Tibet: Demographic Aggression Continues
A Chinese government policy of "demographic aggression" is threatening Tibetan culture as increasing numbers of non-Tibetan Chinese move into the region.
Below is an article published by the Associated Press:
A Chinese government policy of "demographic aggression" is threatening Tibetan culture as increasing numbers of non-Tibetan Chinese move into the region, the Dalai Lama said Saturday [29 March 2008].
He also told reporters that China risks instability because of its human rights record.
In Lhasa, the region's ancient capital, there are now 100,000 Tibetans but twice as many outsiders, the Tibetan spiritual leader said. The majority of those are Han Chinese, the country's ethnic majority.
"There is evidence the Chinese people in Tibet are increasing month by month," he told reporters, calling the population shift a "form of cultural genocide."
He also said that a million more people are expected to be settled in Tibet after this summer's Olympics. He did not say how he received that information.
The comments from the Dalai Lama, who has been based in India since fleeing his homeland decades ago, came as diplomats were preparing to leave the Tibetan capital after a quick overnight visit.
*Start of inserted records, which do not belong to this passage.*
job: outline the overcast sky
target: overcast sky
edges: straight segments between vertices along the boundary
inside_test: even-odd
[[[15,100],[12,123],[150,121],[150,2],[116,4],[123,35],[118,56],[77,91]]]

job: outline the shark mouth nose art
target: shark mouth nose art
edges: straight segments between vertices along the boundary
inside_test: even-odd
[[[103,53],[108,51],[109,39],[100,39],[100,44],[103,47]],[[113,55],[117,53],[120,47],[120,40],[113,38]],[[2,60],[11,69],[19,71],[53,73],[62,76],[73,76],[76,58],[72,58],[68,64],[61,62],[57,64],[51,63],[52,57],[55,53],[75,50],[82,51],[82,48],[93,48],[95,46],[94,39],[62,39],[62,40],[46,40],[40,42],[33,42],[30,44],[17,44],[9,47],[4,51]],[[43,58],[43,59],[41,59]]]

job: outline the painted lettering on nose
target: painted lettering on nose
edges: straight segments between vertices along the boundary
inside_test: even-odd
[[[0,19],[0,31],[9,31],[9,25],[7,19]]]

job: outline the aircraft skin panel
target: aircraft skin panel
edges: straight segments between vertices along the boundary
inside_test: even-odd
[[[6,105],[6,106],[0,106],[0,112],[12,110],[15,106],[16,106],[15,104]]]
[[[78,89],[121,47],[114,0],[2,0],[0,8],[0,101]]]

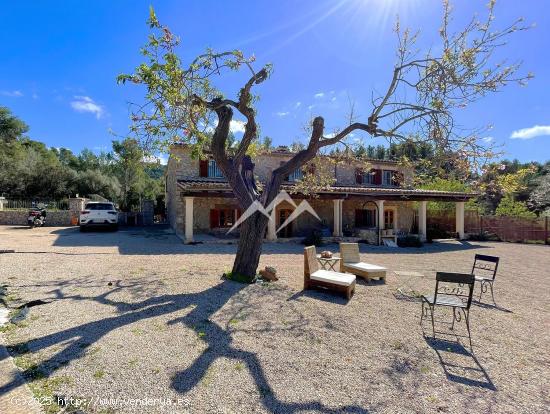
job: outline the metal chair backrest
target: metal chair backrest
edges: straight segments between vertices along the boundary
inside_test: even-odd
[[[490,277],[495,280],[499,260],[500,259],[496,256],[476,254],[472,267],[472,274],[475,276]]]
[[[340,257],[344,263],[359,263],[359,244],[340,243]]]
[[[304,249],[304,276],[309,278],[309,275],[319,270],[319,267],[315,246],[306,247]]]
[[[440,291],[440,283],[452,284],[452,290],[449,290],[447,285],[442,286]],[[434,303],[437,303],[437,295],[443,294],[447,296],[458,296],[460,298],[467,298],[466,309],[470,309],[472,304],[472,294],[474,293],[475,276],[468,273],[448,273],[437,272],[435,275],[435,293]],[[466,285],[468,293],[464,294],[463,285]]]

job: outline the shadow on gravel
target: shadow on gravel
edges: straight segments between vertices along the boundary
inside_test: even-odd
[[[426,336],[424,339],[437,354],[439,363],[449,381],[491,391],[497,390],[474,353],[468,351],[462,344]]]
[[[231,328],[222,328],[210,320],[218,310],[220,310],[234,295],[246,288],[247,285],[223,280],[219,284],[202,292],[161,295],[135,303],[119,302],[109,298],[109,296],[115,292],[129,287],[131,286],[115,283],[107,292],[93,297],[65,295],[62,293],[62,288],[59,287],[52,290],[50,293],[55,295],[56,300],[94,301],[114,307],[117,310],[117,315],[45,335],[30,340],[27,343],[11,345],[10,349],[12,350],[31,349],[32,352],[38,352],[52,346],[62,348],[50,358],[42,360],[36,366],[33,365],[32,368],[24,370],[22,372],[23,376],[29,379],[36,376],[37,372],[40,372],[40,375],[49,377],[60,367],[83,357],[91,345],[118,328],[130,325],[136,321],[155,318],[161,315],[169,315],[183,309],[188,309],[189,312],[184,317],[175,318],[169,321],[168,324],[183,323],[189,329],[200,329],[200,337],[206,342],[208,347],[191,366],[176,373],[172,377],[171,386],[177,392],[186,394],[197,386],[201,379],[207,375],[209,367],[218,358],[231,358],[242,361],[242,363],[248,367],[249,373],[256,384],[261,402],[265,409],[270,412],[295,413],[300,411],[316,411],[320,413],[368,413],[366,409],[355,405],[331,408],[314,399],[299,403],[291,403],[282,401],[276,397],[262,369],[262,364],[257,354],[233,347]],[[265,294],[269,294],[267,288]],[[244,296],[244,299],[240,298],[240,296]],[[242,305],[245,306],[247,295],[240,296],[237,300],[243,301]],[[307,323],[306,320],[302,319],[298,318],[296,326],[285,329],[299,329]],[[273,330],[273,328],[270,327],[268,327],[268,329]],[[185,351],[180,350],[180,352]],[[18,386],[18,383],[16,379],[13,379],[8,384],[0,387],[0,395],[7,393],[16,386]]]

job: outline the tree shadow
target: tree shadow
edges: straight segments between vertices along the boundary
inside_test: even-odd
[[[135,282],[134,282],[135,283]],[[181,370],[172,377],[172,388],[182,394],[192,390],[207,374],[209,367],[219,358],[230,358],[242,361],[252,376],[256,389],[260,395],[262,405],[270,412],[294,413],[299,411],[315,410],[322,413],[368,413],[360,406],[349,405],[338,408],[325,406],[318,400],[291,403],[276,397],[275,391],[269,383],[258,356],[246,350],[237,349],[232,345],[232,332],[229,327],[225,329],[210,318],[220,310],[232,297],[243,290],[247,285],[237,282],[222,280],[215,286],[197,293],[167,294],[151,297],[135,303],[120,302],[110,299],[110,296],[127,289],[129,286],[121,282],[115,283],[107,292],[97,296],[65,295],[64,283],[49,291],[55,300],[94,301],[99,304],[114,307],[117,314],[112,317],[84,323],[63,331],[55,332],[39,338],[29,340],[26,343],[11,345],[11,349],[29,349],[36,352],[52,346],[63,347],[54,355],[42,360],[32,369],[22,372],[26,378],[31,378],[39,370],[45,377],[53,375],[60,367],[82,358],[87,349],[98,340],[112,331],[130,325],[140,320],[169,315],[183,309],[189,312],[183,316],[168,322],[169,325],[184,324],[187,328],[201,328],[201,339],[207,344],[202,354],[186,369]],[[268,289],[264,294],[269,294]],[[238,295],[240,297],[242,295]],[[255,296],[256,297],[256,296]],[[260,298],[261,299],[261,298]],[[239,300],[238,298],[236,300]],[[294,327],[285,329],[299,329],[304,326],[305,320],[299,319]],[[270,328],[267,328],[270,330]],[[272,329],[271,329],[272,330]],[[17,378],[0,387],[0,395],[3,395],[19,385]]]
[[[497,310],[497,311],[505,312],[505,313],[514,313],[510,309],[506,309],[506,308],[504,308],[500,305],[497,305],[496,303],[494,303],[494,304],[485,303],[485,302],[480,302],[479,300],[476,300],[476,299],[472,299],[472,305],[479,306],[480,308],[488,309],[488,310]]]
[[[320,300],[323,302],[334,303],[335,305],[347,305],[349,300],[336,292],[332,292],[328,289],[308,289],[296,292],[287,301],[300,300],[303,297]],[[353,297],[352,297],[353,299]]]
[[[437,354],[439,363],[449,381],[491,391],[497,390],[475,354],[468,351],[461,343],[425,335],[424,339]]]

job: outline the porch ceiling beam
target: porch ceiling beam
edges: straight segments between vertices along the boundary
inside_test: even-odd
[[[235,198],[232,192],[226,190],[198,190],[198,191],[182,191],[182,197],[222,197]],[[318,193],[317,197],[312,197],[304,194],[291,194],[294,199],[320,199],[320,200],[386,200],[386,201],[452,201],[461,202],[468,201],[474,196],[449,196],[449,195],[421,195],[421,194],[358,194],[358,193]]]

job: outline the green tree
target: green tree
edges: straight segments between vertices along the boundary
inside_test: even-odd
[[[516,201],[511,195],[506,195],[500,200],[495,211],[497,216],[535,218],[537,215],[529,211],[527,205],[522,201]]]
[[[26,134],[29,127],[22,120],[17,118],[11,111],[0,106],[0,140],[4,142],[15,141]]]
[[[115,173],[120,182],[120,208],[131,210],[139,208],[145,189],[146,174],[143,164],[143,151],[132,138],[113,141],[116,161]]]

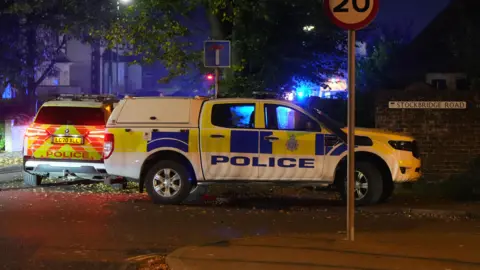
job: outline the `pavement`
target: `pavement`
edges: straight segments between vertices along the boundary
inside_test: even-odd
[[[274,245],[283,240],[274,242],[270,237],[317,234],[341,237],[346,223],[345,208],[331,201],[270,198],[270,203],[265,200],[253,206],[246,199],[226,204],[213,201],[161,206],[152,204],[145,194],[62,192],[62,188],[0,191],[0,269],[135,269],[129,267],[141,262],[132,262],[134,258],[166,256],[185,246],[217,243],[215,254],[220,256],[217,252],[225,248],[222,245],[237,245],[243,240],[235,239],[243,237],[267,237],[266,241]],[[475,235],[480,221],[358,212],[356,226],[359,238],[363,234],[413,232],[442,239],[448,234]],[[292,239],[286,241],[294,243]],[[272,249],[249,248],[258,252]],[[284,261],[295,263],[292,256],[285,255],[294,252],[290,249],[274,253],[283,252]],[[238,249],[234,251],[236,254]],[[311,252],[305,249],[293,254]],[[306,255],[298,256],[304,258],[304,264],[308,262],[308,258],[302,257]],[[248,256],[245,259],[259,260]],[[286,265],[292,268],[291,264]]]
[[[12,164],[18,162],[21,157],[22,152],[0,153],[0,183],[22,178],[22,166]]]
[[[180,248],[171,270],[480,269],[480,228],[254,237]]]
[[[22,177],[21,165],[0,167],[0,182],[11,182],[16,179],[22,179]]]

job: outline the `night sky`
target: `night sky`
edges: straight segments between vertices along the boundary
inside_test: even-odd
[[[402,29],[412,24],[410,34],[414,37],[449,2],[450,0],[380,0],[380,12],[375,22],[382,26]]]

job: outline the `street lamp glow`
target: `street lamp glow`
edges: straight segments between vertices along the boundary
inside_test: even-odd
[[[303,27],[303,31],[305,31],[305,32],[311,32],[314,29],[315,29],[315,26],[313,26],[313,25],[306,25],[306,26]]]
[[[128,5],[131,4],[133,0],[119,0],[118,2],[122,5]]]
The visit was the latest move by China to show it is in control of the region after deadly anti-government protests more than two weeks ago.
Beijing blames the unrest on the Dalai Lama and his supporters.
The Dalai Lama also warned that China risks instability because of its human rights record and he worried about his "Middle Way" dialogue with Beijing, which calls for autonomy for Tibetans under Chinese rule.
"China looks stable, but underneath a lot of resentment," he told reporters, calling Beijing a police state with a "rule of terror."
The protests in Tibet and other regions with large Tibetan populations have brought immense unwanted attention to China and its human rights record ahead of the Beijing Olympics.
China wants to use the games to showcase itself as an emerging international power and an important player in the international community.
The Tibet protests, led by monks, began peacefully March 10  on the anniversary of a failed 1959 uprising against Chinese rule. Tibet had been effectively independent for decades before Chinese communist troops entered in 1950.
Tibetan exiles say almost 140 people have died in the recent protests. Beijing puts that number at 22.